Antal Dorati introduced his latest large-scale composition to Washington and to this country last night when he led the National Symphony in his nine-song cycle, "Voices."
Written for Swiss bass Peter Lagger, the work originally was for voice and piano. In its new orchestral garb it has a darkly rich sound deriving from eloquent emphasis on the deeper ranges of the instruments. To poems by Rainer Maria Rilke, there are nine songs, heard last night in Doratihs own English translation. The poems constitute a gallery of the world's less fortunate: the begger, the blind man, the drunkard, the suicide, the widow, the idiot, the orphan, the dwarf and the leper.
Rilke gives his rationale for the poems at the outset, saying "The rich men, the fortunate, may remain silent...but the unhappy ones must cry out, weeping." The result, from both poet and composer, is a sustained procession of human misery without relief and, in Rilke's poems, without hope. Dorati, unwilling to leave a picture of total gloom with no ray of hope, has added a closing reminder, saying, "The unhappy ones may cry out, weeping. They shall be heard and shall be comforted." The thought is too little and comes too late.

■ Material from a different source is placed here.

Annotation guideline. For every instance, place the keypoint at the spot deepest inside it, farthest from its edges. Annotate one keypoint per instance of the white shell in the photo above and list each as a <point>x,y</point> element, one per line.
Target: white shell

The music, except for the song of the dwarf, moves thoughout at a moderate, ambling pace. Lagger's superb bass is used chiefly in a declamatory, parlando manner.
The text, having no room for beauty or joy, speaks of scabs, bowels and vomit. The is a quick reminder of Mussorgsky's Simpleton in the song of the widow; an echo of Mahler's grotesquery here and there; and, in the song of the idiot, a ghostly waltz of macabre humor. But the dogs snarl, and the leper's stick rattles, and the final effect is diffuse and restless.The performance was felicitous and the audience's response notably warm and friendly.
The Mozart Requiem in the second half of the evening was sheer beauty, with a quartet of rare poise and balance led by the exquisite soprano of Heather Harper, nobly seconded by Claudine Carlson's velvety mezzo, Anthony Rolfe Johnson's distinguished tenor, and the fine Lagger bass. Paul Traver's chorus from the University of Maryland sang with ideal tone and style, encouraged in all their fine ways by Dorati's enlightened direction.